PBS Dismisses Woke-Police Atrocity in UK by Focusing on 'Far Right' Protests

June 7th, 2026 2:46 PM

Double standards for death at the hands of public first responders? On Thursday’s PBS News Hour, co-anchor Amna Nawaz reported a reversal of a 2019 racially charged homicide conviction that she claimed "foreshadowed" the 2020 death of George Floyd via the victim's final words, "I can't breathe."

"A court in Colorado reversed the homicide convictions today for two paramedics who'd been sentenced in the overdose death of Elijah McClain," anchor Amna Nawaz led into the story. "The 23-year-old black man had been forcibly restrained by police as he walked home from a convenience store in 2019. The paramedics injected him with ketamine and were found guilty of criminally negligent homicide after a trial in 2023. Today's ruling sends their cases back to a lower court. McClain's final words, "I can't breathe," foreshadowed those of George Floyd a year later and helped fuel public anger over police tactics across the nation."

Those paramedics were actually with Aurora Fire Rescue paramedics, though police were on the scene of the death, which social media inflamed into a pre-George Floyd “say his name” virtue-signaling opportunity.

Compare that to what Nawaz had to say about a new racially charged “I can’t breathe” incident from the United Kingdom, one conservatives see as proof of their belief that the United Kingdom is engaged in two-tier policing, with one standard for English citizens, who cops have been woke-trained to assume are racist, and a lenient standard for minorities and migrants.

Background: Last December, 18-year-old college student Henry Nowak was stabbed five times in Southampton street by Vickrum Digwa, a British-born son of Sikh Indian nationals. But when the police arrived they handcuffed the stabbing victim Nowak instead, after Digwa (who knew how the race-game was played) falsely claimed Nowak had “racially abused” him. A handcuffed Nowak pled that he had been stabbed and couldn’t breathe. One compassionate police officer is heard to reply via bodycam, “I don’t think you have, mate.” Nowak died minutes later. Digwa was recently found guilty.

Wednesday evening marked the News Hour’s first mention of the Nowak case, yet Nawaz’s insufficiently brief mention led with protests that came in the aftermath of the verdict and subsequent release of the bodycam footage -- not the woke police atrocity that sparked the protests.

 

 

Nawaz’s hostile 42-second coverage in full:

In the U.K. today, Prime Minister Keir Starmer condemned violent protests that erupted over the death of an 18-year-old who was handcuffed by police.
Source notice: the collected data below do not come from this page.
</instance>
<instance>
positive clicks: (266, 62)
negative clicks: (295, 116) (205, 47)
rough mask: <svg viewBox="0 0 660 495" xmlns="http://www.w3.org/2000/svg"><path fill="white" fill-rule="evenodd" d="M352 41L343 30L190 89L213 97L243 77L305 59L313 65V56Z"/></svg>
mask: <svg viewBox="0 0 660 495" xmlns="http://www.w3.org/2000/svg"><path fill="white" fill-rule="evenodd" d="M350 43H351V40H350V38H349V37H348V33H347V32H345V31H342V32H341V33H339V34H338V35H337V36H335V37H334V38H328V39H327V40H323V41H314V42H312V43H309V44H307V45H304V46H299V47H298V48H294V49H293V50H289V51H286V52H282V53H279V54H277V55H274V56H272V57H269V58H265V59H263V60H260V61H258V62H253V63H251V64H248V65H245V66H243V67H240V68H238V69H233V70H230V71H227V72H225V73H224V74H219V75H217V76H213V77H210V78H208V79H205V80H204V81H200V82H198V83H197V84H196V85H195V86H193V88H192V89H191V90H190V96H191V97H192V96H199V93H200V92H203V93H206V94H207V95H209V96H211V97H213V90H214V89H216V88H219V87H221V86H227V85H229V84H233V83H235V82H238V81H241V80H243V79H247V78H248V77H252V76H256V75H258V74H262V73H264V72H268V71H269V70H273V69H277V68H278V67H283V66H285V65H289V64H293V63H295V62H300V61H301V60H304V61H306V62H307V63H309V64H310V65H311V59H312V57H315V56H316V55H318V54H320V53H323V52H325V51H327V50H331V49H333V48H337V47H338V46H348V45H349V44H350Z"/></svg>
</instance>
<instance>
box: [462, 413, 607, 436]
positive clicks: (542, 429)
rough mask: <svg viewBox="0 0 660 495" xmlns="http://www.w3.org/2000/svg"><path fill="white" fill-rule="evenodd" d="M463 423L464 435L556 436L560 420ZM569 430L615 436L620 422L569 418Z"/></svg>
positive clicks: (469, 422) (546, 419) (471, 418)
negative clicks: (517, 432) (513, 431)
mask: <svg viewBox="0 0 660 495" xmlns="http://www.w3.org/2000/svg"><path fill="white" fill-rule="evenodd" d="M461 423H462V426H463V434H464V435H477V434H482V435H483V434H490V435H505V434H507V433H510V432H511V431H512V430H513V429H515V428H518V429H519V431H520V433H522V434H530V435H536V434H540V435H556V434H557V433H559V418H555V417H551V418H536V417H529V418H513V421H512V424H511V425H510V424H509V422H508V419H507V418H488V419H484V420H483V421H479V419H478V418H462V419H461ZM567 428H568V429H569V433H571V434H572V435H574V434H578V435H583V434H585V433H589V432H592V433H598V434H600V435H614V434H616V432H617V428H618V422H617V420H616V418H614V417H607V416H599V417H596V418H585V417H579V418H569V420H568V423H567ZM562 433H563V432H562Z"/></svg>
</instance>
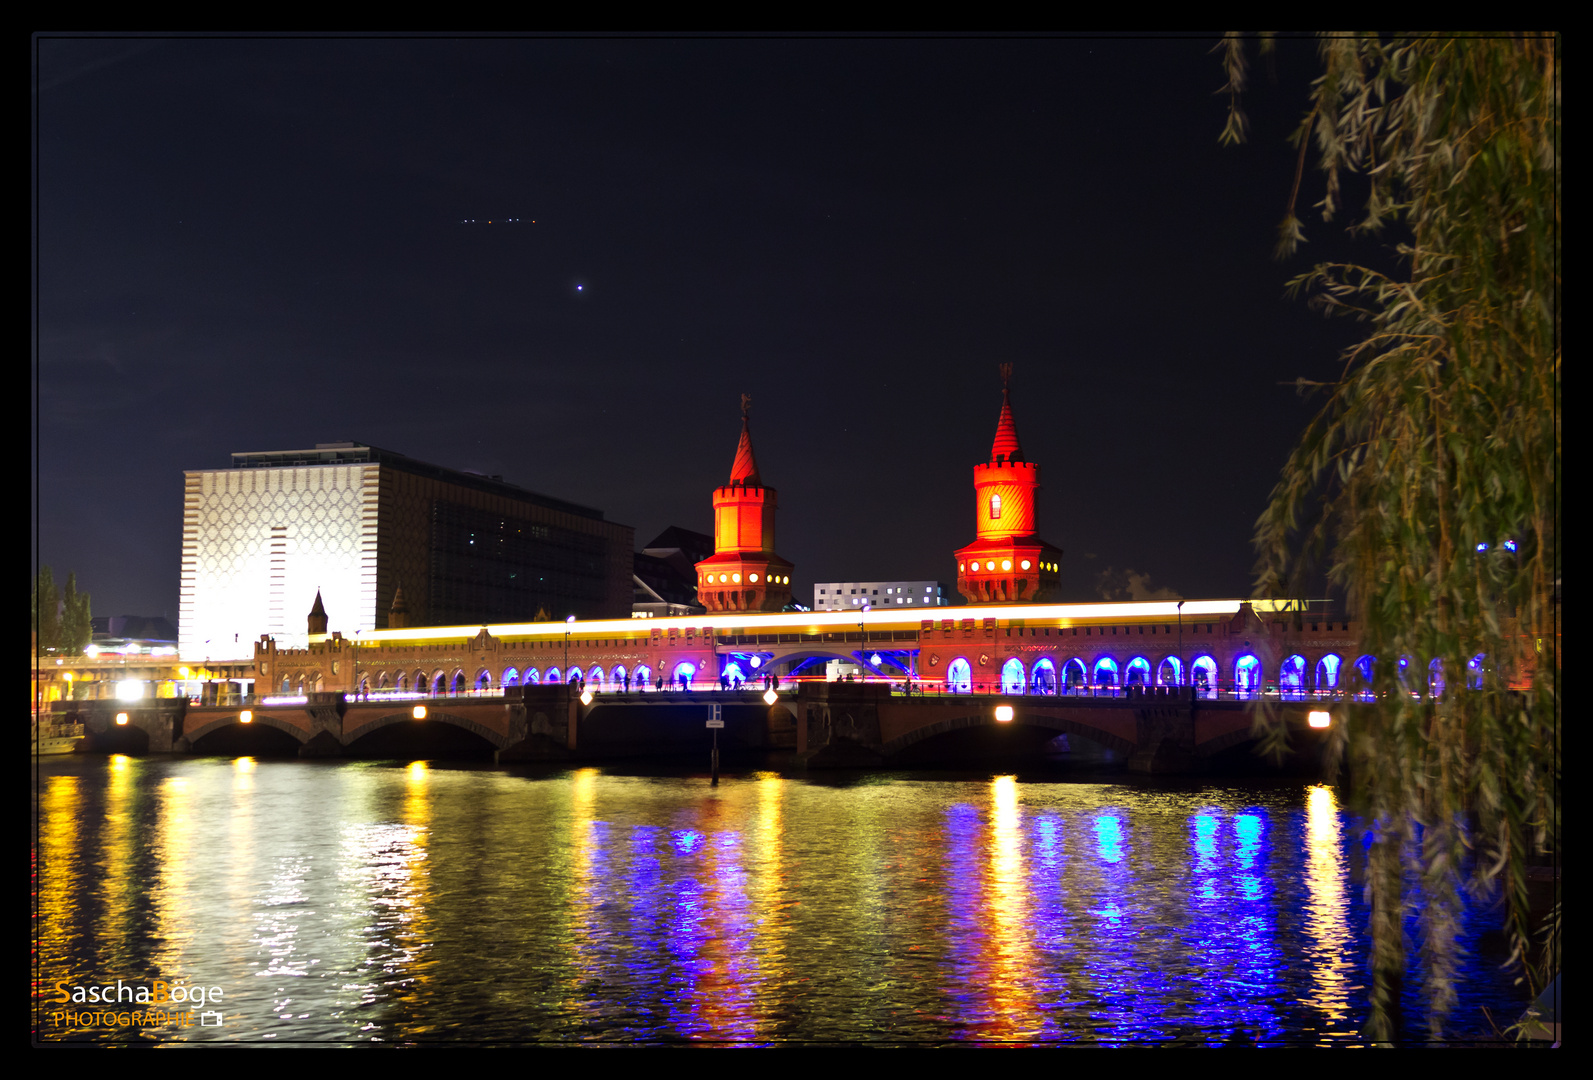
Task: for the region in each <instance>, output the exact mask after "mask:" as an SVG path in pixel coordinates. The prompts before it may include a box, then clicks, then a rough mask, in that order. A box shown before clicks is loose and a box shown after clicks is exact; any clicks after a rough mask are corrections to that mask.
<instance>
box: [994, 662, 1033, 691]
mask: <svg viewBox="0 0 1593 1080" xmlns="http://www.w3.org/2000/svg"><path fill="white" fill-rule="evenodd" d="M1027 685H1029V679H1027V672H1024V669H1023V661H1021V659H1018V658H1016V656H1013V658H1010V659H1008V661H1007V663H1005V664H1002V666H1000V691H1002V693H1004V695H1021V693H1023V691H1024V690H1026V688H1027Z"/></svg>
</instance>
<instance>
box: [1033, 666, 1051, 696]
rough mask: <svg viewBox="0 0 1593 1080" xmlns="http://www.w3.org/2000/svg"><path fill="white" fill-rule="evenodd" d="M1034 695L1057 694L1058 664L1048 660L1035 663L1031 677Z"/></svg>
mask: <svg viewBox="0 0 1593 1080" xmlns="http://www.w3.org/2000/svg"><path fill="white" fill-rule="evenodd" d="M1029 679H1031V682H1032V685H1034V693H1037V695H1055V693H1056V664H1053V663H1051V661H1050V659H1048V658H1042V659H1037V661H1034V671H1032V672H1031V675H1029Z"/></svg>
At least 11 officers were injured during clashes last night in the city of Southampton, where Henry Nowak was killed in December. The release of bodycam footage from the incident has fired up Britain`s far right, who claim Nowak`s death is proof that police are biased against white people. Nowak`s killer, Vickrum Digwa, who is Sikh, had falsely claimed that he was the victim of a racist attack by Nowak. Digwa was sentenced to life in prison.

While Nawaz eagerly quoted McClain’s “I can’t breathe” words in a left-wing anti-police context as a proto-George Floyd moment, she ignored Nowak’s identical “I can’t breathe” plea at the hands of another callous police force, dismissing the atrocious miscarriage of justice as fuel for the violent “far right.” The only hint of the “breathe” parallel was a still frame of a protest sign featuring the quote. The News Hour aired none of the damning bodycam footage.